In this specific case, if the reason for the difference is due to changing grading standards, then maybe there wouldn’t be a difference, simply because this is a 1/auth either way.

Naturally, if it’s a situation where a shiny new case is more valuable simply because it’s new and shiny, and you’re decades away from selling, then waiting makes total sense.
Effectively both. It begins with the perception that todays standards are better, and people gravitate to that. Whether it is true or not doesn't seem to matter. It pushes down into the lower grades as the thing to have (a 1 from 20 years ago doesn't fetch the same as a 1 graded now, and a 1 graded by PSA sells higher than a 1 from SGC or a raw 1 even if a card is very obviously authentic and a 1).

If there wasn't a slab difference for 1's, people wouldn't need to grade 1's for money at all.
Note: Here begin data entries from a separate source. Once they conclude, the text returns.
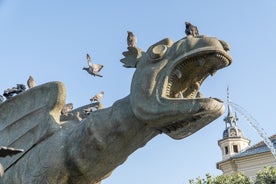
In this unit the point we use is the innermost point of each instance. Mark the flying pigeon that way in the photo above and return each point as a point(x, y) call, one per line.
point(191, 29)
point(131, 39)
point(31, 82)
point(92, 68)
point(98, 97)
I think the grading game is a silly absurdity of a measuring contest and crack all my graded cards (except for a few in my trade bait box that I have raw versions of) personally, but it is what it is. If you're trying to make money, people want the new slab of the time you sell it, and of the top grader at that time. PSA's dominance doesn't look assured with the rise of more serious competition and the clear future direction of computer grading. The money you might save by grading now rather than later as prices increase over time and gambling nothing changes in the future seems more risky than to just hold raw and grade right before you sell off.